ICC Note: Yazidis are expressing concern that Muslim villagers who participated in the crimes of ISIS, including participating in the massacre in Shingal, are being allowed to return to a village east of Sinjar. ISIS attacked the Yazidis just days before moving into the Christian lands. The potential return of those who actively joined ISIS in committing genocide shows yet another complexity of challenges facing the victims who are unsure about returning home and the place of religious minorities in Iraqi society.
08/31/2018 Iraq (JPost) – Yazidi activists accused Baghdad of allowing people who “took part in the 2014 genocide” to return to villages near Sinjar in northern Iraq. On Tuesday, video and photos were posted online showing a long line of trucks and cars waiting near a checkpoint to return to a village east of Sinjar Mountain.
“Yazidis concerned over return of families involved in Islamic State Shingal massacre,” tweeted one activist. “The return of these people will become a threat to the lives of people in Shingal, and bad things may happen which we do not accept.”
In August 2014, Islamic State attacked the area around Sinjar mountain where hundreds of thousands of Yazidis, members of a religious minority, live. ISIS captured more than 10,000 people and systematically separated women and men, murdering the men and selling women and children into slavery. The horrific crime has been called genocide by international organizations. More than 3,000 Yazidi women and children are still missing.

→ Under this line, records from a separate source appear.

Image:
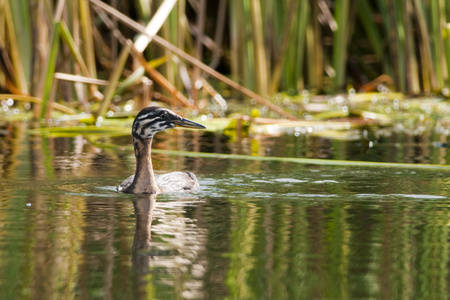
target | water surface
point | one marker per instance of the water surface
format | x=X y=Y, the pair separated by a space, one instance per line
x=256 y=230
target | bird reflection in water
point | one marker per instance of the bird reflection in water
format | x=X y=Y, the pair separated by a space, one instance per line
x=177 y=258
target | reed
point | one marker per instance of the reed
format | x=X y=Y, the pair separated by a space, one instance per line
x=266 y=47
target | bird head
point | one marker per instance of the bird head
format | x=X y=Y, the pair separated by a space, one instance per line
x=153 y=119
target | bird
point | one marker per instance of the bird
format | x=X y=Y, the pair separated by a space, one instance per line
x=147 y=123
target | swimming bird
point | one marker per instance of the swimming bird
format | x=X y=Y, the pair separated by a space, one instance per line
x=147 y=123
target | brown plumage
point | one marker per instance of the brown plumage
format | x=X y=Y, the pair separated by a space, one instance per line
x=147 y=123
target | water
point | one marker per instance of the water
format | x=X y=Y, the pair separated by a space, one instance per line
x=256 y=230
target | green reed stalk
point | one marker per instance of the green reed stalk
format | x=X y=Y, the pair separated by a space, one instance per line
x=412 y=73
x=87 y=36
x=426 y=66
x=436 y=22
x=249 y=63
x=16 y=55
x=114 y=80
x=50 y=69
x=446 y=39
x=339 y=59
x=259 y=53
x=364 y=13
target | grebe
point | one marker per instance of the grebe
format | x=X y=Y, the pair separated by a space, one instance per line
x=147 y=123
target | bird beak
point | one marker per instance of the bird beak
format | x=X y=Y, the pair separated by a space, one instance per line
x=188 y=124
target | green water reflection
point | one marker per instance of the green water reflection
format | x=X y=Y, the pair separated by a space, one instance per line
x=267 y=230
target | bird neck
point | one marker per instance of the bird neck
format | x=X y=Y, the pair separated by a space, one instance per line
x=144 y=180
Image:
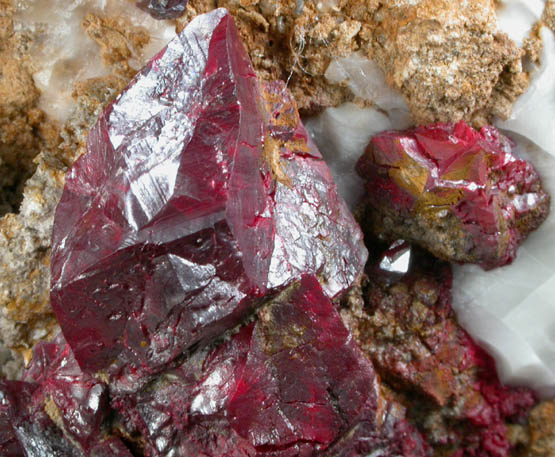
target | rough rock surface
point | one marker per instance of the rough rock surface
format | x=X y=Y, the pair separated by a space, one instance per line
x=163 y=9
x=429 y=50
x=288 y=40
x=457 y=192
x=56 y=410
x=541 y=429
x=38 y=147
x=184 y=215
x=292 y=383
x=404 y=323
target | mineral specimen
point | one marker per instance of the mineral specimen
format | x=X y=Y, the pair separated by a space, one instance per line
x=448 y=383
x=455 y=191
x=293 y=383
x=163 y=9
x=200 y=196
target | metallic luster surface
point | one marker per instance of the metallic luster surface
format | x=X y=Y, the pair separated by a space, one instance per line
x=200 y=196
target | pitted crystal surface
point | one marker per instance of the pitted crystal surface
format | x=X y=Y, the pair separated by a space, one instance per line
x=200 y=195
x=458 y=192
x=57 y=410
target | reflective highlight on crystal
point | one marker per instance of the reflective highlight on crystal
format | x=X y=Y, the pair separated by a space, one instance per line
x=293 y=383
x=200 y=195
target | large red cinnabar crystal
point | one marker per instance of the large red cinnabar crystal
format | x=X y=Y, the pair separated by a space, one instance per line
x=200 y=196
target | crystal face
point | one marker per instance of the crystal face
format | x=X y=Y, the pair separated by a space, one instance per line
x=56 y=410
x=409 y=331
x=293 y=383
x=163 y=9
x=455 y=191
x=200 y=195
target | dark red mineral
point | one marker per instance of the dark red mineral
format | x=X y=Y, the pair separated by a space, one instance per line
x=56 y=411
x=449 y=385
x=293 y=383
x=163 y=9
x=200 y=196
x=457 y=192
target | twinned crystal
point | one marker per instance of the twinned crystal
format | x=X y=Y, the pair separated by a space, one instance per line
x=200 y=196
x=292 y=383
x=458 y=192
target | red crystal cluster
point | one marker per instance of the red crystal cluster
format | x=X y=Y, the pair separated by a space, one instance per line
x=457 y=192
x=163 y=9
x=197 y=248
x=200 y=196
x=409 y=331
x=57 y=410
x=293 y=383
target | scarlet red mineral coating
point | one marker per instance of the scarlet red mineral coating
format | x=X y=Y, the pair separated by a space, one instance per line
x=457 y=192
x=163 y=9
x=56 y=411
x=411 y=334
x=200 y=195
x=293 y=383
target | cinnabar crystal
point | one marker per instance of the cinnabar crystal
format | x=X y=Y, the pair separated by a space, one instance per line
x=200 y=196
x=163 y=9
x=457 y=192
x=293 y=383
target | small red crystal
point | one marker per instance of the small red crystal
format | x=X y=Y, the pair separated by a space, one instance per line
x=457 y=192
x=200 y=195
x=163 y=9
x=293 y=383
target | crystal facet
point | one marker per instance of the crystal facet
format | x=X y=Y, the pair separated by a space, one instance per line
x=57 y=410
x=457 y=192
x=293 y=383
x=200 y=195
x=409 y=331
x=163 y=9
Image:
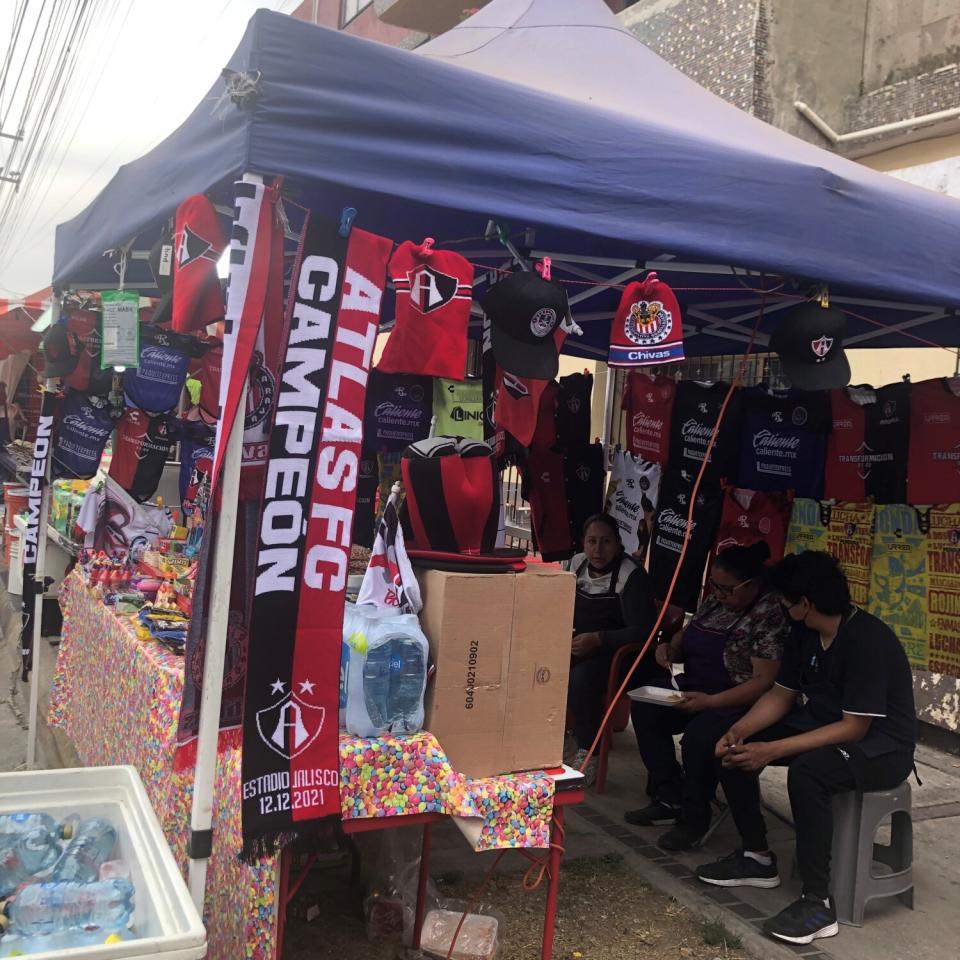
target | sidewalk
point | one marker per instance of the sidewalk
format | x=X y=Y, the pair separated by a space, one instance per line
x=929 y=932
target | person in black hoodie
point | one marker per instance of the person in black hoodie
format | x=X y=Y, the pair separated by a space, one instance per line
x=614 y=606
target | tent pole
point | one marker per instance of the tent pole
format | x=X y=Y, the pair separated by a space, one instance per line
x=201 y=813
x=39 y=589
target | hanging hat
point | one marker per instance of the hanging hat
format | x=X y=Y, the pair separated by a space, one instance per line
x=525 y=311
x=809 y=341
x=451 y=512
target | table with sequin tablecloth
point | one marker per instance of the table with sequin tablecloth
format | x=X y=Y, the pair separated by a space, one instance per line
x=118 y=699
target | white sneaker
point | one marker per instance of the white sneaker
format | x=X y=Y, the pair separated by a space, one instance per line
x=590 y=771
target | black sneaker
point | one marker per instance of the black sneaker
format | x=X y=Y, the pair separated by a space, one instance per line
x=804 y=921
x=679 y=838
x=656 y=815
x=738 y=870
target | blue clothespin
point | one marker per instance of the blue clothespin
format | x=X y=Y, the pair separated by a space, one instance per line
x=347 y=216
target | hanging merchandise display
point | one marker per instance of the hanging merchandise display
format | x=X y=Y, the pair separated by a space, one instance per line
x=526 y=312
x=198 y=245
x=844 y=530
x=290 y=754
x=398 y=411
x=899 y=583
x=458 y=408
x=809 y=341
x=696 y=408
x=669 y=529
x=632 y=498
x=648 y=406
x=749 y=516
x=647 y=328
x=783 y=440
x=84 y=427
x=868 y=445
x=574 y=409
x=933 y=474
x=31 y=537
x=251 y=356
x=434 y=291
x=156 y=384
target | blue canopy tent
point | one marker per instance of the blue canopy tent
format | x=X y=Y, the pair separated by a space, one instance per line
x=550 y=117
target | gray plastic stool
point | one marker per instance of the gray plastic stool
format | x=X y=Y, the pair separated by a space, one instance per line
x=856 y=819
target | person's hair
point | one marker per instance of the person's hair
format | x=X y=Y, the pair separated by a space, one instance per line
x=744 y=563
x=607 y=521
x=816 y=576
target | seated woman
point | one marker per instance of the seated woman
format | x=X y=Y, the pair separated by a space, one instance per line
x=731 y=653
x=614 y=606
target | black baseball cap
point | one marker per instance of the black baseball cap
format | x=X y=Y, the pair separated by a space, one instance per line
x=525 y=311
x=809 y=341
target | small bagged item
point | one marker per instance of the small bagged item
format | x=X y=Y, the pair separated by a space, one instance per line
x=386 y=672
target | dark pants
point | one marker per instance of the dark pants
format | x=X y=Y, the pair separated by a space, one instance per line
x=813 y=779
x=587 y=693
x=693 y=785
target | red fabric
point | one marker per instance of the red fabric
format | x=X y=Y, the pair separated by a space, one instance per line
x=933 y=472
x=750 y=516
x=198 y=245
x=647 y=328
x=545 y=434
x=316 y=661
x=517 y=405
x=648 y=404
x=844 y=474
x=434 y=291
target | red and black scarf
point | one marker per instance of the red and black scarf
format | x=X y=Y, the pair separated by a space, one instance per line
x=290 y=731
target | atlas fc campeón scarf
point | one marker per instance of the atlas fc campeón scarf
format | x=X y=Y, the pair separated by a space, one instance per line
x=290 y=736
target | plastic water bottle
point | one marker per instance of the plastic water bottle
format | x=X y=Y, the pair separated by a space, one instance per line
x=376 y=685
x=17 y=824
x=42 y=909
x=406 y=690
x=92 y=846
x=25 y=857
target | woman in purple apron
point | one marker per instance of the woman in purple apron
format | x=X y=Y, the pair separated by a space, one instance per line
x=614 y=606
x=730 y=652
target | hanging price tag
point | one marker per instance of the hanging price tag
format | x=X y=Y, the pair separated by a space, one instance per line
x=120 y=329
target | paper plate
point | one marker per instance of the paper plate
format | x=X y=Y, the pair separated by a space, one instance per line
x=664 y=696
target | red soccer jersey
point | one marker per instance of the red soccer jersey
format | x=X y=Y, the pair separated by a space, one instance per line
x=933 y=472
x=648 y=405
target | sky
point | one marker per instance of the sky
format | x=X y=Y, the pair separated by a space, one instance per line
x=148 y=68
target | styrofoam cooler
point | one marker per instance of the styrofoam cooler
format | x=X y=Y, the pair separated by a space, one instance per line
x=165 y=919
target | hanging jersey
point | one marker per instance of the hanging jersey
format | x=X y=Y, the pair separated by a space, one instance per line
x=934 y=461
x=750 y=516
x=573 y=410
x=156 y=384
x=634 y=498
x=434 y=291
x=899 y=587
x=696 y=408
x=844 y=530
x=398 y=411
x=458 y=407
x=85 y=426
x=140 y=451
x=545 y=434
x=783 y=443
x=546 y=492
x=669 y=529
x=648 y=406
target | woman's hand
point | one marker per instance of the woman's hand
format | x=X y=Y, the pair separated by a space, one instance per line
x=664 y=655
x=584 y=643
x=694 y=702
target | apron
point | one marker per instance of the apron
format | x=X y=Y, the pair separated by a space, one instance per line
x=703 y=666
x=593 y=612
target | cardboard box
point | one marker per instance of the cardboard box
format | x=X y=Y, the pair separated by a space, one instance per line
x=501 y=645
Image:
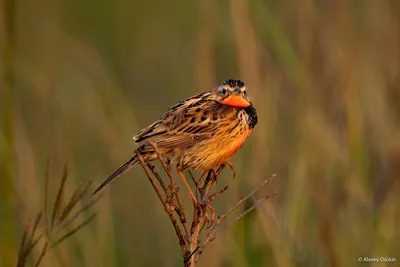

Since Sinjar was liberated in 2015, many Yazidis have not returned due to an unstable security situation and changing control of the area from Kurdish Peshmerga to Iraqi federal forces. However, since Iraq’s federal government and Shi’ite militias took control in October 2017, some Arab families who fled the area have returned. The Shi’ite militias are called Popular Mobilization Forces (PMU).
Local Yazidis accuse some of the local Arab tribes of having supported ISIS and think that the government hasn’t screened the returnees. They are also angry that Yazidis have not been given infrastructure in Sinjar and security, even though these other groups displaced by the fighters are able to return.
The recent statements came after Amy Beam, a human rights advocate for Yazidi survivors of the 2014 genocide, posted a video on Facebook Tuesday showing more than 35 cars and trucks waiting at a checkpoint on a road that leads from Tal Afar to Snune in northern Iraq.
“Video of Sunni Arabs returning August 28 to Gholat village on the east end of Shingal mountain,” she wrote on Facebook. “Residents of Gholat are accused by Ezidi [Yazidi] neighbors of participation with ISIS to attack them August 3, 2014.” She says that she is hoping for “peace and justice” and would try to speak with some of the returnees. “Shia and Sunni Arabs also suffered from Daesh and lost their family members and houses. How will the innocent Arabs be separated from the guilty Daesh,” she wrote.
YAZIDIS EXPRESSED concern when they heard of the return. One man noted in reaction to the video that he had also passed the same convoy of vehicles. “They were waiting for their names to be checked on the security forces’ computer.”